This is an archival story that predates current editorial management.
This archival content was written, edited, and published prior to LAist's acquisition by its current owner, Southern California Public Radio ("SCPR"). Content, such as language choice and subject matter, in archival articles therefore may not align with SCPR's current editorial standards. To learn more about those standards and why we make this distinction, please click here.
Sriracha Shakedown: Irwindale Lawsuit Doesn't Pass Smell Test
As the battle between the makers of Sriracha and the city of Irwindale continues, the city has upped the ante, expanding their suit to include a "breach of contract" claim against the sauce makers over the foul-smelling odor coming from the plant.
This newest addition to the already ugly fight between the city and the sauce makers only adds to the notion that there's something more lurking underneath the odor claims.
The "breach of contract" claim states that the odor that many residents are claiming is making them sick is in direct violation of the contract that the two sides agreed upon when Huy Fong moved to the city from Rosemead to expand its Sriracha-making operation, the L.A. Times reports.
The latest claim is yet another tack-on against the company that has seen its relationship with the city crash and burn since Huy Fong was lured to Irwindale. The relationship with the city seemed sweet enough: Huy Fong was offered an "attractive and irresistible" loan from Irwindale that involved only paying interest on a property for 10 years, with a balloon payment at the end and the opportunity to buy the property outright, according to a statement from Founder and CEO David Tran that was put out in November. When the sauce makers began hearing about complaints against the factory in 2012, Tran, fearing the worst, sprang into action:
After the odor complaints from last year, I believed the City of Irwindale acted severely toward us without a real investigation into the matter. I felt that the City just took action without any real reason, which gave me an odd feeling. So based upon those feelings, I directed the Company to borrow from East West Bank in order to payoff the land loan with the City. I knew that the terms would not be as favorable as the City's terms. But still, even with additional expenses to the company, I felt we had to proceed with the loan with East West Bank.

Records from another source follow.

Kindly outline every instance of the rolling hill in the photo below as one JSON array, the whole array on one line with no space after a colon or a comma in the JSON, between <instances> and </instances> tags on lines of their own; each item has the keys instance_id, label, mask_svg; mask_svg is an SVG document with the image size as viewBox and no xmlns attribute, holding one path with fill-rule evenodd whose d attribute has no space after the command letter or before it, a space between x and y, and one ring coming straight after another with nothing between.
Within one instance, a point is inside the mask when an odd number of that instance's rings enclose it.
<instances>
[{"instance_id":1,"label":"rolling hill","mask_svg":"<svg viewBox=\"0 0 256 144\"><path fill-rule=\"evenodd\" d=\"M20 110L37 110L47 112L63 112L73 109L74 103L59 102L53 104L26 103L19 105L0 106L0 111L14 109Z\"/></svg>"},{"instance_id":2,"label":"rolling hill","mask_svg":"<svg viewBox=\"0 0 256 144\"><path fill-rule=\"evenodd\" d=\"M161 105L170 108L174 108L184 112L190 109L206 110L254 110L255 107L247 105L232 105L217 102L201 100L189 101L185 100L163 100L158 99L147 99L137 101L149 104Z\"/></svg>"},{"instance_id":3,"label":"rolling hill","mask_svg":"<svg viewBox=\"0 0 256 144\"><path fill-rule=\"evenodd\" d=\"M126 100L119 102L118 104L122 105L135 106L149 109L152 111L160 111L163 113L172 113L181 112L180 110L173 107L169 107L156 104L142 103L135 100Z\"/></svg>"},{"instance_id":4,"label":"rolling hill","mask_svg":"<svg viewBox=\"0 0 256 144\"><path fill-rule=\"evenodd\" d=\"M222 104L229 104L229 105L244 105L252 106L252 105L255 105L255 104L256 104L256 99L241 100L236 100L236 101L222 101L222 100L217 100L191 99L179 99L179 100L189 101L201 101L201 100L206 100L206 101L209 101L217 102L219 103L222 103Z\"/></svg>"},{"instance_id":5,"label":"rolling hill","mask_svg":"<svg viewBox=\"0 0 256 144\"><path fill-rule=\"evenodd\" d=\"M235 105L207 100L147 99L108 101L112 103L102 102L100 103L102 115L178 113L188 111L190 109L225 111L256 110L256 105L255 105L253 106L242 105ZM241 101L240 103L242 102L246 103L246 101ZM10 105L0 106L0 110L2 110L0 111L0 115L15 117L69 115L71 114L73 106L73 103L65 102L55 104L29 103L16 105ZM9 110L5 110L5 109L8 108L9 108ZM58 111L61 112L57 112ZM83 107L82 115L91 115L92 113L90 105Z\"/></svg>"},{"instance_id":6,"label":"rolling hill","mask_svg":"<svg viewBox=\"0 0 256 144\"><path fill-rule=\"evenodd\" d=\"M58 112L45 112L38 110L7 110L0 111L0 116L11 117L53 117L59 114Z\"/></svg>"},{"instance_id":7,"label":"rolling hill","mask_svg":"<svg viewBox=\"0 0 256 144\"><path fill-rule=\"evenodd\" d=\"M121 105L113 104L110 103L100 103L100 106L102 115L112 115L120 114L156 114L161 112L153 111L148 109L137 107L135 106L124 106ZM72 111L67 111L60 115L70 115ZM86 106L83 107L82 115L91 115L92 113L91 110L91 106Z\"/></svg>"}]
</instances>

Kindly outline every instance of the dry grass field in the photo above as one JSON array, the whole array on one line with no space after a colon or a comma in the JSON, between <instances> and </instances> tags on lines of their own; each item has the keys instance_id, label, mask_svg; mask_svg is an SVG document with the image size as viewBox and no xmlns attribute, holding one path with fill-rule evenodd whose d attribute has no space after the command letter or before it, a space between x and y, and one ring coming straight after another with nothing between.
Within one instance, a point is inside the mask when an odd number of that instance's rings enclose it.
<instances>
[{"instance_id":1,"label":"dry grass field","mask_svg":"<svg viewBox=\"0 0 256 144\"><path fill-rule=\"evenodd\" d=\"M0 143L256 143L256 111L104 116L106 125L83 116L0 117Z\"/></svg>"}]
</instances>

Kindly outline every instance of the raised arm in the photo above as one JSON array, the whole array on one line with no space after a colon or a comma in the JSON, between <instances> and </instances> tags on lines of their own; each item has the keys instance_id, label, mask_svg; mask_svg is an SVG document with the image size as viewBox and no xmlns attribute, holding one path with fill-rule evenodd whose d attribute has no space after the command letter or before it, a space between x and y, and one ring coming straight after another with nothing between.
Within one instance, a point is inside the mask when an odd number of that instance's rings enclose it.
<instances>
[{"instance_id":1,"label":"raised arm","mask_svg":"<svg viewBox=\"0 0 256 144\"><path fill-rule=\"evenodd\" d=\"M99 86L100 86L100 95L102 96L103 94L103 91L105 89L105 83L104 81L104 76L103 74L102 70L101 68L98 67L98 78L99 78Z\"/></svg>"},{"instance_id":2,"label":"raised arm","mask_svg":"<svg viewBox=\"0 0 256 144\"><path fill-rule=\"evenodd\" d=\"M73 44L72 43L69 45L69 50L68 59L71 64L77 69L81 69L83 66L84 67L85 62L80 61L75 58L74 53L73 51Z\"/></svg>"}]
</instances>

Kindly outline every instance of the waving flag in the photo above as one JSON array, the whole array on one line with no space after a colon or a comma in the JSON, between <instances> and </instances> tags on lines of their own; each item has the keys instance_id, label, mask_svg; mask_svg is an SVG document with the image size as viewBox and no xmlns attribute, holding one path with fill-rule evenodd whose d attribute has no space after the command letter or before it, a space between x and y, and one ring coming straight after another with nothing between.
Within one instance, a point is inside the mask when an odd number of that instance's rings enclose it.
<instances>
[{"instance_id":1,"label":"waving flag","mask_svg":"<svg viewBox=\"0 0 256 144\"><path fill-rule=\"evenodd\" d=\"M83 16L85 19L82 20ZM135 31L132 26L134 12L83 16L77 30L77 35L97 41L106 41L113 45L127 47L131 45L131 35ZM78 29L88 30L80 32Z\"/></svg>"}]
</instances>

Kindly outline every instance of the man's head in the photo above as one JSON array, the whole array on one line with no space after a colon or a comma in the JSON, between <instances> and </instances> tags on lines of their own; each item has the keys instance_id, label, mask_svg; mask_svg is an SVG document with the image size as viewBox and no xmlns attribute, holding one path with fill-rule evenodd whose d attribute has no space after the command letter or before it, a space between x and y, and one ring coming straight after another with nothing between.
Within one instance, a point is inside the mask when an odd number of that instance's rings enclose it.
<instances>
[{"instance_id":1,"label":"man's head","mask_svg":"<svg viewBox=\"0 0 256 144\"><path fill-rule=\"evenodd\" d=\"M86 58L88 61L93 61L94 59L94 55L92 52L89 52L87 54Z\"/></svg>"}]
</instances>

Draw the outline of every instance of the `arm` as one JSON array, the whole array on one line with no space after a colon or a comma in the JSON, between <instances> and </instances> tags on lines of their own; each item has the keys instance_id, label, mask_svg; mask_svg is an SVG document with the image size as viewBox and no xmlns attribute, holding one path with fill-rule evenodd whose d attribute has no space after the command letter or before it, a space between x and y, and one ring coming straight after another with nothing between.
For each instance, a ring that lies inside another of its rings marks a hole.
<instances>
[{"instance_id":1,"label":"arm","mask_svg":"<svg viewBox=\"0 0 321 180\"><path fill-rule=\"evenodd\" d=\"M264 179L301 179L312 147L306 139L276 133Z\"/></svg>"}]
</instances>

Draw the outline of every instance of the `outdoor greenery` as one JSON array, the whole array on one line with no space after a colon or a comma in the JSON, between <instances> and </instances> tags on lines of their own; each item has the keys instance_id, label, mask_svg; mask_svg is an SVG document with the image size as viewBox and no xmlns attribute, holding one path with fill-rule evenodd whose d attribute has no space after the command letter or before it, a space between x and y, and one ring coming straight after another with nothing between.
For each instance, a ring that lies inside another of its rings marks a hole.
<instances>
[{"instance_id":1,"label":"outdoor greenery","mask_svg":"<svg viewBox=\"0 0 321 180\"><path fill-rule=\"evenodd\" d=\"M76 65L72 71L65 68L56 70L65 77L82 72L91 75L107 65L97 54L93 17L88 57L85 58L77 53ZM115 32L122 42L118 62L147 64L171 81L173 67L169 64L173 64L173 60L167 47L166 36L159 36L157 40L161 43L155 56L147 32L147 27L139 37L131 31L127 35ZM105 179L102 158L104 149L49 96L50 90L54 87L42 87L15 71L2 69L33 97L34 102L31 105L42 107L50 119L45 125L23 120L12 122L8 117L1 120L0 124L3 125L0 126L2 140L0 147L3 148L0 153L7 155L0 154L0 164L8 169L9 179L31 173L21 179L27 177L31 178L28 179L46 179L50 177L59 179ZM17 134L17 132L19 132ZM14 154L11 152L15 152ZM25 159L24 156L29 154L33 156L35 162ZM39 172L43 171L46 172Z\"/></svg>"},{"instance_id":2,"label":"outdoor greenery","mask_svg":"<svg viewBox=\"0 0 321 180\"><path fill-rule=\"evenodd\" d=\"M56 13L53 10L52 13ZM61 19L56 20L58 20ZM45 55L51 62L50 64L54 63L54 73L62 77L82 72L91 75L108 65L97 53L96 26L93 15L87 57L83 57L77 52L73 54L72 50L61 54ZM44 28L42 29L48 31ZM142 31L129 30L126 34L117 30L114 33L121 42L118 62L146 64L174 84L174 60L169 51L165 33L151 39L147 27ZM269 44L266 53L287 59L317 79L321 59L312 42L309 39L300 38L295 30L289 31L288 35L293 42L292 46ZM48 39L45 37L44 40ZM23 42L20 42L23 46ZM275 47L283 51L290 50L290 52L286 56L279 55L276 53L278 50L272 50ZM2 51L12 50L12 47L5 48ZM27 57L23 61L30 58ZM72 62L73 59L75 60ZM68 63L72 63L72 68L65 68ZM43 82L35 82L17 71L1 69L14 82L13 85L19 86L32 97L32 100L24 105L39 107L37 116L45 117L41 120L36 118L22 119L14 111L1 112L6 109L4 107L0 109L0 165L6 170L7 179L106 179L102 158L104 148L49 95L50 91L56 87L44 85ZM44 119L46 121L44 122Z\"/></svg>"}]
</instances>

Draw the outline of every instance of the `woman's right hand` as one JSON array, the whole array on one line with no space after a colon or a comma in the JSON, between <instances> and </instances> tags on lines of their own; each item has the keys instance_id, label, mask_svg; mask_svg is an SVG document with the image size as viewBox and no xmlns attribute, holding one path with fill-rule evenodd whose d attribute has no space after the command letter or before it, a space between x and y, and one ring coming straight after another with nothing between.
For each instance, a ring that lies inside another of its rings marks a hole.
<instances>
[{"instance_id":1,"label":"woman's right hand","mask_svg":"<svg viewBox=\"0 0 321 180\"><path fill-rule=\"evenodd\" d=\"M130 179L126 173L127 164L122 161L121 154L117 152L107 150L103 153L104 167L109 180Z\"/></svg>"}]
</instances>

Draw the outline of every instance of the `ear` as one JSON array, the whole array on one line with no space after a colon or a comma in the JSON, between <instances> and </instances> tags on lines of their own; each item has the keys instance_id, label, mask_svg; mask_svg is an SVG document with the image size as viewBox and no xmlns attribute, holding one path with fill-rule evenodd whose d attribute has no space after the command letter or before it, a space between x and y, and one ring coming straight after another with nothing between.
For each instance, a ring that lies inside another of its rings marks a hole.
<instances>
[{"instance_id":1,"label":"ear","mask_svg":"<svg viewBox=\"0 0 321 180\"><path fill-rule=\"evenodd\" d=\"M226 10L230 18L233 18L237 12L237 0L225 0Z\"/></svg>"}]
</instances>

This preceded Irwindale's request to shut down operations last October. Had the city succeeded in shutting down the factory then, Tran says, the company would have lost $10,000,000 in product and would be forced into bankruptcy.
Tran paid off the loan almost seven years earlier than what was agreed upon as a means to protect himself, and is alluding to the notion that the City of Irwindale is more upset over lost interest payments than chili fumes. If Tran's allegations are true, it could expose the city of Irwindale as a shady institution.
A jury trial is scheduled on Nov. 3.